Wu: Sometimes. Something we do a lot at our company is—We desperately need more women doing exactly what I do, which is being the CEO, making hires, acquiring capital, and giving people jobs. Something we spend a lot of time doing at our company is giving young girls internships, so they can get their foot in the door and learn these critical game skills in a supportive environment that’s free of a lot of these politics.
You sometimes want to talk to them. Sometimes it’s just listening to them being afraid. Sometimes it’s giving them a word of advice about what they can specialize in to have a better career. More than anything it’s just being real with them. It’s as simple, sometimes, as looking them in the eye and telling them it’s okay to be afraid.
GamesBeat: There are people in this room who are — I think it’s good for them to hear this message from you. Some of them have the ability to create a lot more jobs than you do right now. They should probably go about it.
Wu: This is so critical. As a tech feminist there’s sometimes a tendency to criticize the system. There’s so much to criticize. You have to look at the major game companies. I know so many women who have had kids and have left because it’s just not supportive. I know so many women who have dealt with sexual harassment and just left because their workplaces aren’t supportive.
It’s easy to critique that. But at the same time, we desperately need women out there working on the venture capital side, creating jobs, building institutions with our values. Think about this. What makes more sense?
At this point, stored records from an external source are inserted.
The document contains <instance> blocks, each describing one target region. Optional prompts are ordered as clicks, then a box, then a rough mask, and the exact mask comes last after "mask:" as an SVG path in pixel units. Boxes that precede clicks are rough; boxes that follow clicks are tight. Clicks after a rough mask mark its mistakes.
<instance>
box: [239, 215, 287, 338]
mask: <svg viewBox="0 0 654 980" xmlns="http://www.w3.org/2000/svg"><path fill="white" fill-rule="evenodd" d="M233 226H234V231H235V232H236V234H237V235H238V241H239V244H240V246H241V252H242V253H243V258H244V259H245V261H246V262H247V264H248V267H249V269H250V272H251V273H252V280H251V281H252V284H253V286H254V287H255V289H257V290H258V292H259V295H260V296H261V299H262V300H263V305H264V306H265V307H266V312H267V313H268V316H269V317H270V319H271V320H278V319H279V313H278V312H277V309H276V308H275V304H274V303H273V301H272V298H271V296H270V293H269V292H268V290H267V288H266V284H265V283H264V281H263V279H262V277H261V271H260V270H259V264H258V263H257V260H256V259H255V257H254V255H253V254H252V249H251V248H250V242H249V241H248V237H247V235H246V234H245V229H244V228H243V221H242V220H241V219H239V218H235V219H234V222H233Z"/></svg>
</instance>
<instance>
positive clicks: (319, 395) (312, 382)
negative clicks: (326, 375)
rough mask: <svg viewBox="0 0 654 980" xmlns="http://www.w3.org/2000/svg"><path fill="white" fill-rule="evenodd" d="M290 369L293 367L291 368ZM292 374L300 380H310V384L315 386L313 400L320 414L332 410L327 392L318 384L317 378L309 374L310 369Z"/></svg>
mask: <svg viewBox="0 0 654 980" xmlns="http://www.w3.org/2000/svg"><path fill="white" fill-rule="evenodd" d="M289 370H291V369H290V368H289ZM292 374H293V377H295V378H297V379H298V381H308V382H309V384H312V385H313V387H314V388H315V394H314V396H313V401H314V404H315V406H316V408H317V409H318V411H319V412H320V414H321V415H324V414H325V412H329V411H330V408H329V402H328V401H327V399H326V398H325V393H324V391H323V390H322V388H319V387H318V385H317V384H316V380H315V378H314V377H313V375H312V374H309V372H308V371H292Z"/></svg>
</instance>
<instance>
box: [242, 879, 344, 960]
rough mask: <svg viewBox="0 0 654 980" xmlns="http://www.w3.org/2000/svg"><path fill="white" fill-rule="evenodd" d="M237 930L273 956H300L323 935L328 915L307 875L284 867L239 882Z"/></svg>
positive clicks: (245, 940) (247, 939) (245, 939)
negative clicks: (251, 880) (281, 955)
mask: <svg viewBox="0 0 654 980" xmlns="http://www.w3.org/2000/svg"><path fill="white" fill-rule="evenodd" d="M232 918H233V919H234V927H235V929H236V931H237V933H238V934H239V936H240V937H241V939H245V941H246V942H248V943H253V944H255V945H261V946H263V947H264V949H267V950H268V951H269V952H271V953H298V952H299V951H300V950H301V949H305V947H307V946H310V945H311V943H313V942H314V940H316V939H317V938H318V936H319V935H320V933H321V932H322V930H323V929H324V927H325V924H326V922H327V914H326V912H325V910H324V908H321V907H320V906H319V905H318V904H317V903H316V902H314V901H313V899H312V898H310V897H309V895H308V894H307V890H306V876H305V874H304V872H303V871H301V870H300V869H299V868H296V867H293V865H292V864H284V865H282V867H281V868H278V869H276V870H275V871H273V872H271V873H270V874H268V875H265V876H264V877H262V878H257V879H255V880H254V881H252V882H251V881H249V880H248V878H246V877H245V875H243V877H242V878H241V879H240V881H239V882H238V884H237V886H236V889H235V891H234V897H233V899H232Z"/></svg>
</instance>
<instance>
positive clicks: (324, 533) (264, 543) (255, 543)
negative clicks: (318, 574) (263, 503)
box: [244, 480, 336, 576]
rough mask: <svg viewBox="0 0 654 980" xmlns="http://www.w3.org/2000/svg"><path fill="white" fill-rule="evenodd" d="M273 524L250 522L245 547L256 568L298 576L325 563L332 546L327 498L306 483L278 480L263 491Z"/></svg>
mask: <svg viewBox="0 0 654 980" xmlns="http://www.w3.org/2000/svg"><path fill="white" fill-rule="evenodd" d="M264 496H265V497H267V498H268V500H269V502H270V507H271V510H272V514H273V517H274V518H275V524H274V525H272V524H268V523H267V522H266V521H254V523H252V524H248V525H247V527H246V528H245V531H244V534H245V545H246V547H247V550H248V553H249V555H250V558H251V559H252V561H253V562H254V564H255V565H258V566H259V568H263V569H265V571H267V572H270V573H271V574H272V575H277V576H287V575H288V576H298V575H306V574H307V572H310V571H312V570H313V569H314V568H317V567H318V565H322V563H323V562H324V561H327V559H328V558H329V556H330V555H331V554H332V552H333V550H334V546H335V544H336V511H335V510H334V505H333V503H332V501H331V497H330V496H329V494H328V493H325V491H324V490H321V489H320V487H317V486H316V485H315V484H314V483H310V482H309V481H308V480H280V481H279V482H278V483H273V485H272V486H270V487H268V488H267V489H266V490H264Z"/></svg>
To go out there embedded with these giant companies to change their culture, or to build a new future ourselves?
We’re in tech. New giants are born all the time. What I want to know is, when is there going to be a woman in tech who’s the next Steve Jobs, a woman who rises up and creates that kind of vision. That’s what we need to be empowered going forward.
GamesBeat: Some men have to try to hire that woman, too.
Wu: I agree with that, or at least support them. So much of the work I do is on unconscious bias. Sometimes I think we don’t see it, but we tend to hang around people who are like ourselves. I’m guilty of this at my own company. It’s mostly a bunch of white women who work at my company. Like tends to hang out with like. But we have to actively be aware of those biases and work against them.
My suggestion out there for you is to just find one thing to consciously decide to do better. You choose to network with women, with people of color, with LGBT people. Just choose that one thing, and that’s how we get forward from here.